But, maybe it's a non-issue. Nobody has complained yet.
- Generate node factors and equilibrium arguments more than once a
year. Most tide prediction software does it monthly or at least
does it for the middle of your prediction interval. But the
legacy of SP98 is to do it yearly.
- Add support for Doodson style tide prediction as used by
Foreman's IOS package. At this time there seems to be little benefit
to be gained by doing this:
- No new Doodson data appear to be forthcoming.
- Most Doodson constituents are approximated fairly well by Congen now.
- The ones that aren't approximated well are those that are
drastically affected by latitude. To support latitude-dependent
constituents, node factors and equilibrium arguments would have to be
generated internally to XTide, which would be a significant
architectural change.
- Casement opined that the
latitude-dependent method is bogus anyway because tides are generated some
place in mid-ocean with a different latitude.
- If you want IOS, you can find it at http://www.pac.dfo-mpo.gc.ca/sci/osap/projects/tidpack/tidpack_e.htm.
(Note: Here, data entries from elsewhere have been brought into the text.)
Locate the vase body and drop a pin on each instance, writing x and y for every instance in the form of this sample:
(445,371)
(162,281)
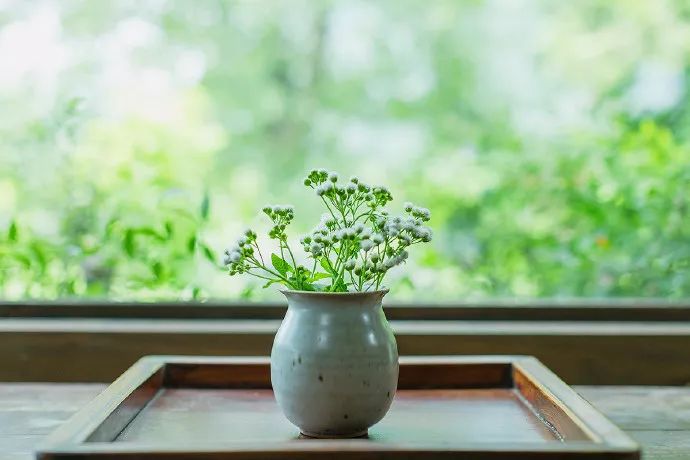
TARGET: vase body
(334,363)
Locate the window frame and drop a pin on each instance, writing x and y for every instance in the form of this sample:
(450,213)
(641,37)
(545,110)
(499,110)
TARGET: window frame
(585,341)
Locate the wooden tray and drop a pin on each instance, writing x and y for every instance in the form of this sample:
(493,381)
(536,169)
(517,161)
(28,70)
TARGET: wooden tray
(483,407)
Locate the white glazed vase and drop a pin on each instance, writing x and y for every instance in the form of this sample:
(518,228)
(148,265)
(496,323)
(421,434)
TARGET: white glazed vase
(334,363)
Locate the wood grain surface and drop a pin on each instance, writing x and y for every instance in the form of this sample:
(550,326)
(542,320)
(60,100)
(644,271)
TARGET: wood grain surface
(657,417)
(490,407)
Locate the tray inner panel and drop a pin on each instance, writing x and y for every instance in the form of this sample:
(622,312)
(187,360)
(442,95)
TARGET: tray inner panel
(183,416)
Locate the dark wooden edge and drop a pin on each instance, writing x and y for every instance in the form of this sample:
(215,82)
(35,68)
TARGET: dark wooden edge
(108,414)
(582,353)
(353,450)
(625,310)
(88,434)
(415,373)
(560,405)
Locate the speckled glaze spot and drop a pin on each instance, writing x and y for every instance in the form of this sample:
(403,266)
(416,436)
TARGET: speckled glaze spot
(345,341)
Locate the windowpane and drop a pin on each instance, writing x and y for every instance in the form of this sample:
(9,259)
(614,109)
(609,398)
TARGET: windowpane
(549,139)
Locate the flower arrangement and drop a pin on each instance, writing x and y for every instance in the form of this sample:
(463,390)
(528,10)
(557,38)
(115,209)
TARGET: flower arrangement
(352,249)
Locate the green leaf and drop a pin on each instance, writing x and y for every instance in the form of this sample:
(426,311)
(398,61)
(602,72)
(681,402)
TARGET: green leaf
(191,244)
(319,276)
(205,206)
(148,231)
(269,283)
(340,286)
(208,253)
(128,242)
(168,229)
(280,264)
(326,265)
(12,232)
(157,269)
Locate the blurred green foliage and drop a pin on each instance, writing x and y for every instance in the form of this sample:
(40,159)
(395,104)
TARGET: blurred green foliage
(551,140)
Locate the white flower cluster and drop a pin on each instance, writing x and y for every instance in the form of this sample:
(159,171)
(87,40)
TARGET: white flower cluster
(354,245)
(236,255)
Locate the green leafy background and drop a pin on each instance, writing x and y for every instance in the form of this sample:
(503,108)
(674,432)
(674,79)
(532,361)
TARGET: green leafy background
(549,139)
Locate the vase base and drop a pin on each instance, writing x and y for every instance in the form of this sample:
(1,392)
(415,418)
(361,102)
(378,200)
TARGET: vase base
(359,434)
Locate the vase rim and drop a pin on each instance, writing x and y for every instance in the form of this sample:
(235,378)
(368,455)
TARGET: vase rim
(382,292)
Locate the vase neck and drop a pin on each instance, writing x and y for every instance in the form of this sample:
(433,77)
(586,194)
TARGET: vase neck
(321,300)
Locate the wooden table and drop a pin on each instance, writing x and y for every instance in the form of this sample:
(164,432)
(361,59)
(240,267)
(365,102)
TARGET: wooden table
(657,417)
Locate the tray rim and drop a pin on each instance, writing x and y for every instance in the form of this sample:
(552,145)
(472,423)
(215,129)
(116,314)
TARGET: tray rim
(72,437)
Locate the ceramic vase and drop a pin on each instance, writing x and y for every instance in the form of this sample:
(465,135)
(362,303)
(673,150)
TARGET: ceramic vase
(334,363)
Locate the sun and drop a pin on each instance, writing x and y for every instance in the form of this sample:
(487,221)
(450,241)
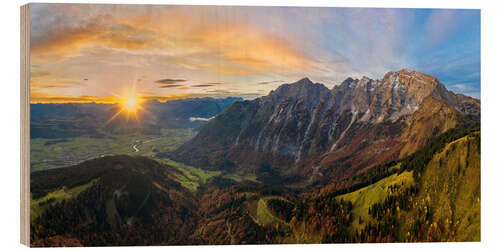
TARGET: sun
(129,106)
(130,103)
- Simon Bridger requested a "weekend warrior" option that
lists today, tomorrow, Saturday, Sunday, and next Saturday.
- Jef Poskanzer long ago asked for a global plot of tide
levels to show how the tides move around. This could be done by
color-coding the
dots on the globe, but it would (1) require a true-color display and
(2) be too slow to be the default behavior of the globe. Hans Bot has
seconded this request.
- David Mendez suggests plotting the derivative of the tide as well as the tide—this is useful for predicting swells.
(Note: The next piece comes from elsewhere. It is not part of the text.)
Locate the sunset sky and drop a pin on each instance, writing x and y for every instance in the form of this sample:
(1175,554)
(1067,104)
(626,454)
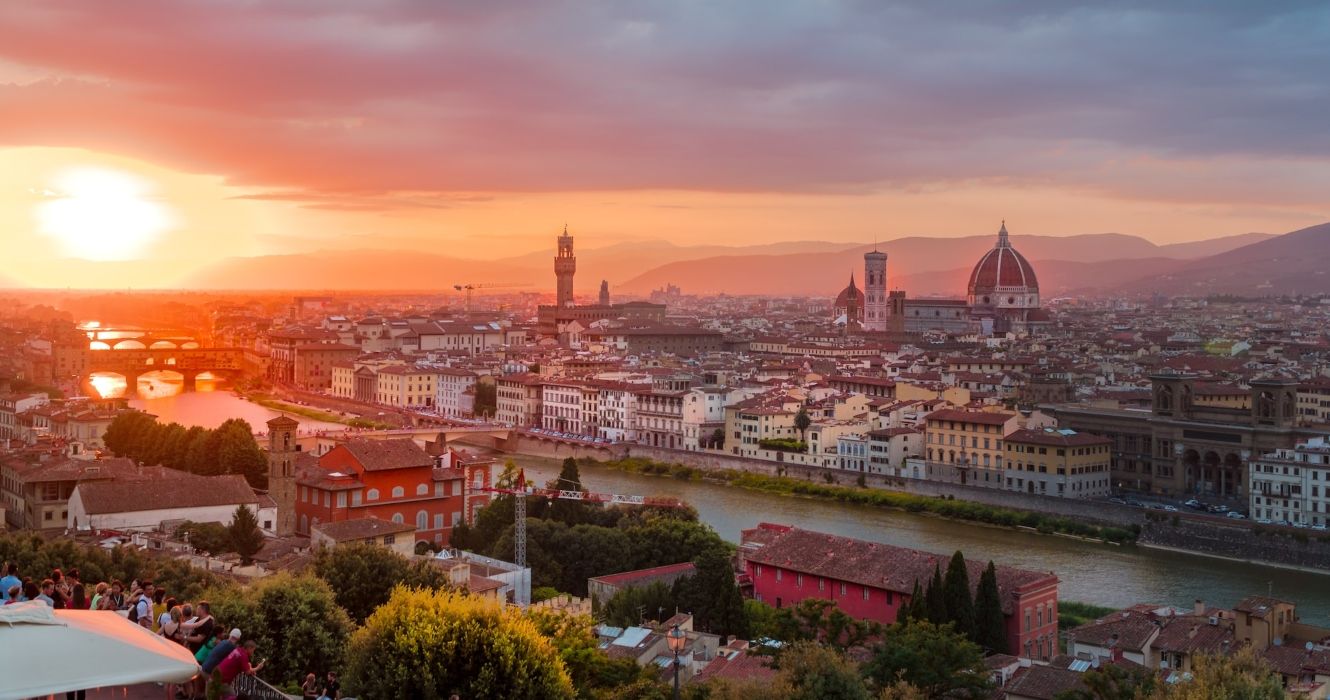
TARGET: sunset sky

- Diane Grant wants to be able
to execute a query like 'find all days in this year having a
flood greater than 3.0 between 8 AM and 9 AM.'
- xttpd: Change mapping of locations to URLs so that links won't break when
harmonics files are changed. Thought about this but could not find
a better solution than putting the entire location name in the URL, which
is already semi-supported by the exact query feature.